Um laboratório subterrâneo, montado para acompanhar o desenvolvimento de raízes na cultura da cana-de-açúcar, foi montado na estação experimental da Universidade Federal do Paraná (UFPr), em Paranavaí. É o primeiro laboratório deste tipo no País e vai auxiliar as pesquisas no desenvolvimento de técnicas que podem antecipar a maturação da planta. O resultado da pesquisa vai permitir ao produtor estabelecer diferentes fases da colheita durante o ano.
A tecnologia, denominada Rizotron, possibilita aos técnicos acompanhar o desenvolvimento da raiz da planta - submetida a um maturador que modifica o sistema radicular. O pesquisador vê raiz através de uma janela de vidro, que fica abaixo do nível da terra. Um notebook com tecnologia digital faz o registro fotográfico das diferentes fases de desenvolvimento da raiz, registrando ainda as dosagens de maturador aplicadas no planta.
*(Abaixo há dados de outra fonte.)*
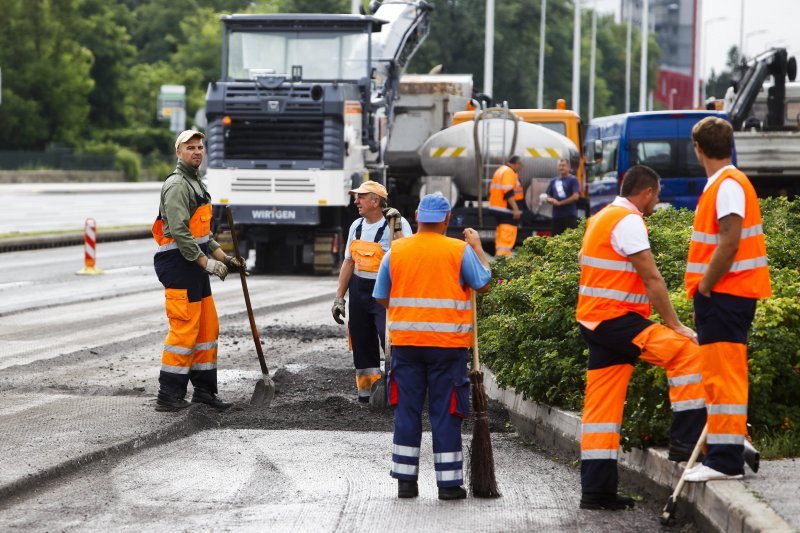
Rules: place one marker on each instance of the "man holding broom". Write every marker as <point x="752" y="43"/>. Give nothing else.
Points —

A experiência foi iniciada com o plantio de seis dos 14 módulos do compartimento subterrâneo. ‘‘Estudamos inicialmente três variedades’’, explica o coordenador geral do projeto no Paraná, Edelclaiton Daros. O projeto, de US$ 25 mil, foi implantado em parceria com a multinacional Novartis, que produz o maturador utilizado na pesquisa. Pelo menos 14 variedades de cana, utilizadas em lavouras comerciais em todo o País a partir de 1983, surgiram de estudos realizados em Paranavaí.
O responsável pela estação, Paulo Afonso Graciano, revela que o laboratório já desenvolveu também cerca de 130 mil clones. Os clones são cruzamentos genéticos que dão origem a novas variedades de cana. As plantas surgidas da pesquisa ocupam 101 hectares da fazenda experimental e passam pela fase de avaliação primária. O próximo passo é o cruzamento genético, feito no laboratório de Serra do Ouro (AL), onde o clima é mais favorável.
O trabalho é desenvolvido em parceria com a Universidade Federal de Alagoas. Uma vez por ano, técnicos de sete estados participam do trabalho realizado em Serra do Ouro. O objetivo é a troca de experiência e o desenvolvimento de novas variedades.
Anualmente, são geradas de 15 a 20 variedades promissoras, testadas pelos próprios produtores em lavouras comerciais.